René Caillié
Lycée des métiers du bâtiment, des travaux publics et de la topographie
MARSEILLE
 

Printemps des lycéens

vendredi 24 juin 2016, par Administrateur

Vertu du ressassement poétique

Quatre poèmes pour une dizaine d’élèves.
Une vingtaine de strophes divisées à parts plus ou moins égales entre chacun d’eux.
Des vers incantatoires qui magnifient une Ville, un Port, des marins, des destinations, des départs…
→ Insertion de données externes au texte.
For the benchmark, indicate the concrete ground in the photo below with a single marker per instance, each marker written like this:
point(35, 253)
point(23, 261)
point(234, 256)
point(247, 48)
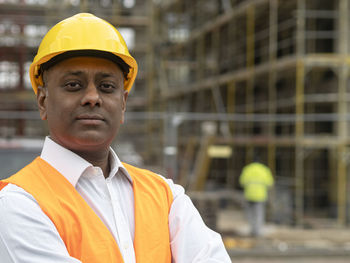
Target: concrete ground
point(282, 243)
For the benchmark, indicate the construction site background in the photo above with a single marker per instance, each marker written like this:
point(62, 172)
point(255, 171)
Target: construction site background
point(219, 82)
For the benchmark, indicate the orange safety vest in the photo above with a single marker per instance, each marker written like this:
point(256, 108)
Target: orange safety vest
point(86, 237)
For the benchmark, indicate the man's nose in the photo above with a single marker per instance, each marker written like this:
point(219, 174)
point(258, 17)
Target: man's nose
point(91, 96)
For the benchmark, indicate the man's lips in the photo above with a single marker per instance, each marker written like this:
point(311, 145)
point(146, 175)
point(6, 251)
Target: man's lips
point(90, 118)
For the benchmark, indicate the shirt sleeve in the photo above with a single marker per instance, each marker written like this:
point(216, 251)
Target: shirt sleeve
point(191, 240)
point(26, 233)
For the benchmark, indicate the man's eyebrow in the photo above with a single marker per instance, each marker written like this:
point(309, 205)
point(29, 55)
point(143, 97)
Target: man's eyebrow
point(107, 75)
point(74, 73)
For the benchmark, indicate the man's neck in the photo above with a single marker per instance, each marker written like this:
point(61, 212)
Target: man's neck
point(99, 159)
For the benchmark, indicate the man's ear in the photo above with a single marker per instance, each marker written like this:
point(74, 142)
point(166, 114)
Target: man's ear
point(125, 98)
point(41, 97)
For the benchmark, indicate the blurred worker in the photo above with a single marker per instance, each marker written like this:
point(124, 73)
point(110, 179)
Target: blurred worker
point(256, 178)
point(77, 202)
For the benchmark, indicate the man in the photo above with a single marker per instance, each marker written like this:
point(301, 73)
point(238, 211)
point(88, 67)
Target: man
point(77, 202)
point(256, 178)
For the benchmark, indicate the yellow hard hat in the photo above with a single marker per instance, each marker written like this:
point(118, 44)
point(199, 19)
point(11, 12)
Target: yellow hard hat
point(78, 33)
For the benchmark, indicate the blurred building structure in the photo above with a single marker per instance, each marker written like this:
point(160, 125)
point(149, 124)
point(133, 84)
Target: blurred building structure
point(23, 23)
point(273, 77)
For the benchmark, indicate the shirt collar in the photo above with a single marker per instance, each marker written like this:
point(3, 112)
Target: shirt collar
point(71, 165)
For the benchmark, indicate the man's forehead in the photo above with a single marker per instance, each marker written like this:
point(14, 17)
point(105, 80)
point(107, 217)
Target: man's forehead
point(83, 64)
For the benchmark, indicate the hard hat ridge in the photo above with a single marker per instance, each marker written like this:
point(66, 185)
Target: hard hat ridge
point(84, 34)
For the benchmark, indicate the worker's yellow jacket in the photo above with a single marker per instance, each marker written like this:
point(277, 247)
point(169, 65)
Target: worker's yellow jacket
point(84, 234)
point(256, 178)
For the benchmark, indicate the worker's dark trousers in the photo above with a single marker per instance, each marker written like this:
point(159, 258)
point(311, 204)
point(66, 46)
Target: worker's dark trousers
point(256, 217)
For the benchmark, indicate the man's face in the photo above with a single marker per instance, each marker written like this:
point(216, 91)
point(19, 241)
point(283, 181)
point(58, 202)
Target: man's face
point(84, 103)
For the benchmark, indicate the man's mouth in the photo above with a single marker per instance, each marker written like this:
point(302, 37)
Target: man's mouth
point(90, 119)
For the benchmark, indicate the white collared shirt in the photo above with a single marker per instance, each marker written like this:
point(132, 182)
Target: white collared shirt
point(28, 235)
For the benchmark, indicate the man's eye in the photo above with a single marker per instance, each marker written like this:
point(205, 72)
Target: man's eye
point(72, 86)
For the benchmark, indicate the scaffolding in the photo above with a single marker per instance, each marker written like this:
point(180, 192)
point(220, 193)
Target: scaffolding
point(276, 73)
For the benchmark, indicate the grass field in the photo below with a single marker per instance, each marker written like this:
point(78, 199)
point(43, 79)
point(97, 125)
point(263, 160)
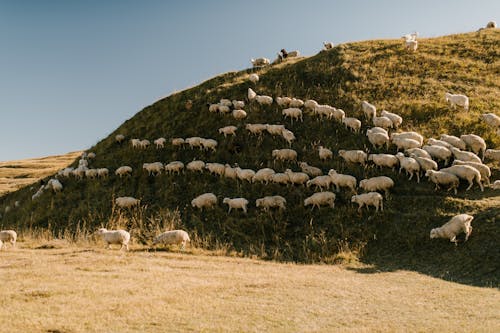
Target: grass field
point(85, 288)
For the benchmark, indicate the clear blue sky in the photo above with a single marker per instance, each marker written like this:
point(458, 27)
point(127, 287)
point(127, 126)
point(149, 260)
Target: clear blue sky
point(73, 71)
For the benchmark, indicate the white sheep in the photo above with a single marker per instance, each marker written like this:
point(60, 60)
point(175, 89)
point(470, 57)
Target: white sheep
point(320, 199)
point(443, 178)
point(236, 203)
point(456, 225)
point(205, 200)
point(369, 199)
point(275, 201)
point(121, 237)
point(8, 236)
point(175, 237)
point(466, 172)
point(454, 100)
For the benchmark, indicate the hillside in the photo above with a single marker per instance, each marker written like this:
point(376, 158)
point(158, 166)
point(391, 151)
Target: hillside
point(382, 72)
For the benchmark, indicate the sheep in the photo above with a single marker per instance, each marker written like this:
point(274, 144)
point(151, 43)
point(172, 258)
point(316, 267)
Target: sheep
point(174, 167)
point(297, 178)
point(369, 199)
point(263, 175)
point(492, 154)
point(483, 169)
point(410, 165)
point(352, 124)
point(454, 100)
point(260, 62)
point(177, 237)
point(384, 160)
point(153, 168)
point(475, 143)
point(320, 198)
point(292, 113)
point(264, 100)
point(354, 156)
point(454, 141)
point(284, 154)
point(121, 237)
point(466, 172)
point(236, 203)
point(275, 201)
point(123, 171)
point(310, 170)
point(205, 200)
point(380, 183)
point(397, 120)
point(321, 182)
point(369, 110)
point(160, 143)
point(8, 236)
point(438, 152)
point(324, 153)
point(456, 225)
point(254, 78)
point(465, 155)
point(341, 180)
point(196, 166)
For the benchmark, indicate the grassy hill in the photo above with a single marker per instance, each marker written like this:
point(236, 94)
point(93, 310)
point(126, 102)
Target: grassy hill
point(412, 85)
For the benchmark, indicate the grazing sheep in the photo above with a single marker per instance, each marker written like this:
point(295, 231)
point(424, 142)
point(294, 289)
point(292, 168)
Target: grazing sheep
point(454, 100)
point(176, 237)
point(121, 237)
point(275, 201)
point(443, 178)
point(320, 199)
point(456, 225)
point(369, 199)
point(236, 203)
point(8, 236)
point(205, 200)
point(466, 172)
point(380, 183)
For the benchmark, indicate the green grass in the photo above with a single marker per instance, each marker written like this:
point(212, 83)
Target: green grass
point(382, 72)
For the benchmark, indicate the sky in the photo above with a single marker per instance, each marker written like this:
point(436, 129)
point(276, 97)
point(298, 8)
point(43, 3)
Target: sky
point(72, 71)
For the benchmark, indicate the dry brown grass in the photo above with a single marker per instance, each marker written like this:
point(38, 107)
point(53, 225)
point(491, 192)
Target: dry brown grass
point(61, 287)
point(20, 173)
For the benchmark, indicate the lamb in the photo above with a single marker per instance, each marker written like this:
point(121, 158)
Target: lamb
point(275, 201)
point(320, 198)
point(174, 167)
point(310, 170)
point(483, 169)
point(236, 203)
point(176, 237)
point(465, 155)
point(354, 156)
point(353, 124)
point(341, 180)
point(153, 168)
point(123, 171)
point(456, 225)
point(410, 165)
point(443, 178)
point(466, 172)
point(380, 183)
point(8, 236)
point(205, 200)
point(475, 143)
point(454, 141)
point(369, 199)
point(324, 153)
point(454, 100)
point(369, 110)
point(121, 237)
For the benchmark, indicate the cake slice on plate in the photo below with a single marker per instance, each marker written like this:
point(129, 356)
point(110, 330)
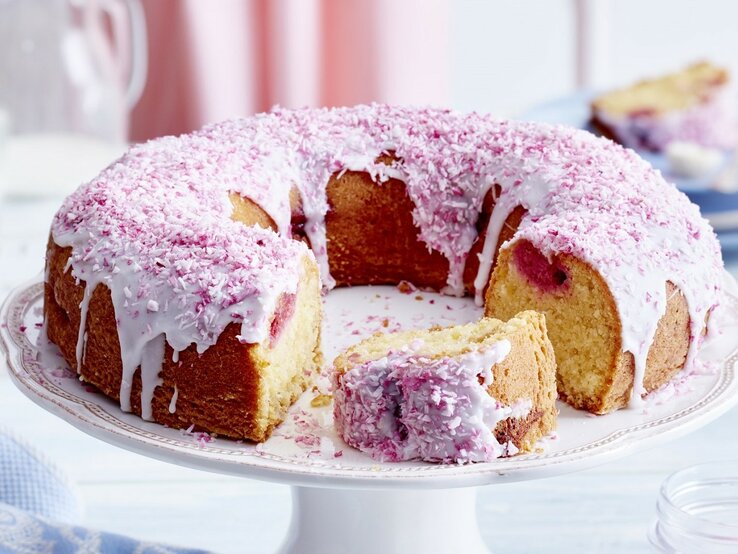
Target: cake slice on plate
point(696, 105)
point(468, 393)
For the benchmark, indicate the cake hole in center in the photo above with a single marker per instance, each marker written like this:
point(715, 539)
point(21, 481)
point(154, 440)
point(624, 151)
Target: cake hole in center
point(530, 262)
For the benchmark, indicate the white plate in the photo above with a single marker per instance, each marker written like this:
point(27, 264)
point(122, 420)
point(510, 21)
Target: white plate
point(292, 455)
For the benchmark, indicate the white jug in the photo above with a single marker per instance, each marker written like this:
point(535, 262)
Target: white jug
point(70, 72)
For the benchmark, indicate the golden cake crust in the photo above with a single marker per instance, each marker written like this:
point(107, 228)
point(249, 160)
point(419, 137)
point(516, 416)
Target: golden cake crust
point(220, 390)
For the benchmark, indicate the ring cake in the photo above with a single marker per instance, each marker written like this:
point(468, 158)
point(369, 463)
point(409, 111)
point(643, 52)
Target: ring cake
point(183, 280)
point(468, 393)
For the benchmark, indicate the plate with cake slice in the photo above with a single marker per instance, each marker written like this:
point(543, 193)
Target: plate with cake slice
point(308, 448)
point(685, 124)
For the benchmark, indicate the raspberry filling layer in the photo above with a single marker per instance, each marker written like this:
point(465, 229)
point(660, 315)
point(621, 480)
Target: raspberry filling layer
point(538, 270)
point(283, 313)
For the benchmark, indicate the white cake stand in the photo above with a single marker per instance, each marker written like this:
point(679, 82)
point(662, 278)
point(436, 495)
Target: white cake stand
point(344, 501)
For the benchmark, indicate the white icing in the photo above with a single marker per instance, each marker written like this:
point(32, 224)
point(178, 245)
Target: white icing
point(173, 401)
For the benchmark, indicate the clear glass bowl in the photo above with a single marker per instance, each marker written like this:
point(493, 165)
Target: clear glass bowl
point(697, 510)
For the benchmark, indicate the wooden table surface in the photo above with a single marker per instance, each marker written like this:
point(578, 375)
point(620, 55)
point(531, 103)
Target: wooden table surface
point(606, 509)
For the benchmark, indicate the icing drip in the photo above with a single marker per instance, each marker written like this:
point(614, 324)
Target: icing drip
point(155, 226)
point(408, 406)
point(173, 401)
point(82, 331)
point(151, 362)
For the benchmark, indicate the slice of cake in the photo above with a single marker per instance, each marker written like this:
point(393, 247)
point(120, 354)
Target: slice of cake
point(469, 393)
point(696, 105)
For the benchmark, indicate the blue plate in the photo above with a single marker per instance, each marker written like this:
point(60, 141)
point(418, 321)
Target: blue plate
point(720, 208)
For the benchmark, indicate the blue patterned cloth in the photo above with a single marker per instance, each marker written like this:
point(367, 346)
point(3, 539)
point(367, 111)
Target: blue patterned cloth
point(39, 508)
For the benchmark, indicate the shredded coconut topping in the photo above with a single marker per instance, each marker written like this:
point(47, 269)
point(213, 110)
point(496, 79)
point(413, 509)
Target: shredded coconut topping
point(155, 226)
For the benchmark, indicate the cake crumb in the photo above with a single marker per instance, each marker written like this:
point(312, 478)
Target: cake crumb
point(321, 400)
point(405, 287)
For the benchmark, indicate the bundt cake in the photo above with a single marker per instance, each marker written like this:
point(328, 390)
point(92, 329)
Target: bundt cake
point(697, 105)
point(468, 393)
point(183, 280)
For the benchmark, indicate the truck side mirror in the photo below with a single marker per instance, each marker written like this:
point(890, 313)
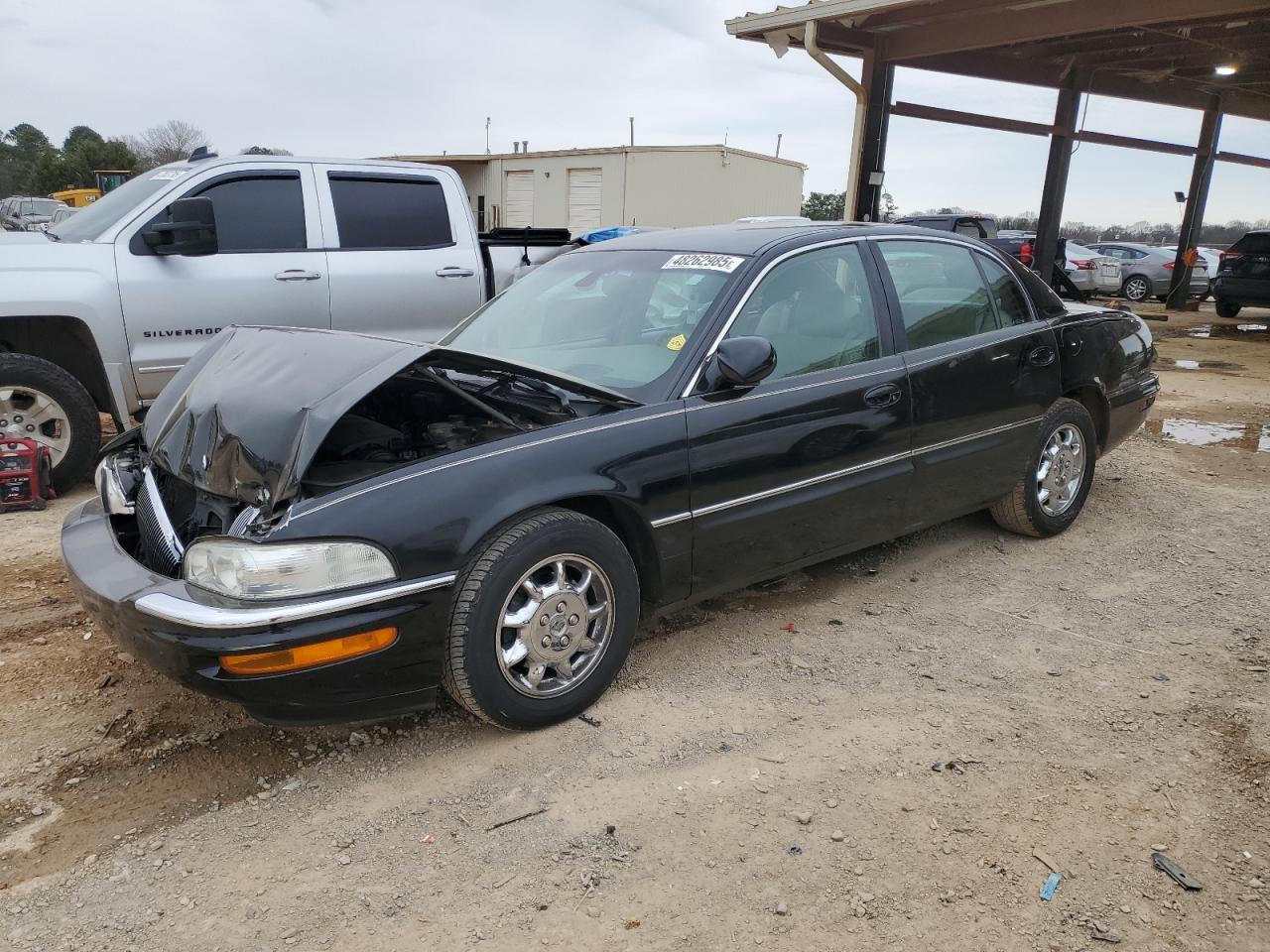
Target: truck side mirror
point(190, 230)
L’Aventure d’une vie d’homme épris de voyages et souffrant de la nostalgie de Marseille dès que l’éloignement se prolonge de trop, l’invoquant d’une manière élégiaque, entretenant avec sa ville, un dialogue d’amoureux à son aimée.
Des mots parfois précieux, parfois techniques qui riment et que l’on ressasse, le chalumeau en mains, pour s’en approprier la musique et qui vivent en nous – assonances et allitérations.
Un travail ciselé de la matière sonore où les allégories voisinent avec les noms propres excitant notre imagination par leur musique intrinsèque.
Un travail d’équipe comme un équipage hissant la voilure lorsque souffle le vent.
Un parti -pris : dire de la Poésie pour s’abouter au langage -ce précieux et ultime lien social.
Un défi lancé et relevé de déclamer des mots, de les partager dans un esprit de fête par une belle journée dans la ville de Brignoles avec un public de lycéens attentifs.
La conviction intime que le Vœu de Louis Brauquier qu’un jour ses poèmes soient dits par des jeunes gens, longtemps après qu’il ait rejoint l’ancêtre du Vieux - Lacydon qu’il évoque dans « Quel exil plus brûlant » s’est vu réalisé- grâce à cette envie et ce travail de mémorisation de nos élèves- dont l’implication a surpris certains témoins directs de leurs répétitions.
Une croisade en terre de mots pour réhabiliter, l’année du quarantième anniversaire de son décès, la mémoire d’un marseillais auquel l’attribution d’une promenade autour du Fort St Jean par les édiles il y a quelques années à peine, pour symbolique que cela fût, ne se révélât pas moins scandaleusement insuffisante à nos yeux.
Pour conclure, laissons au poète la parole :
« Maintenant la nuit peut venir sur l’hémisphère
Chacun a son espoir qu’il emporte chez lui
Chacun a son amour qu’il se hâte d’atteindre
Ou bien sa solitude dure à retrouver.
Un homme parmi vous, qui passe, s’incorpore
Avec sa volonté à cette foule australe ; »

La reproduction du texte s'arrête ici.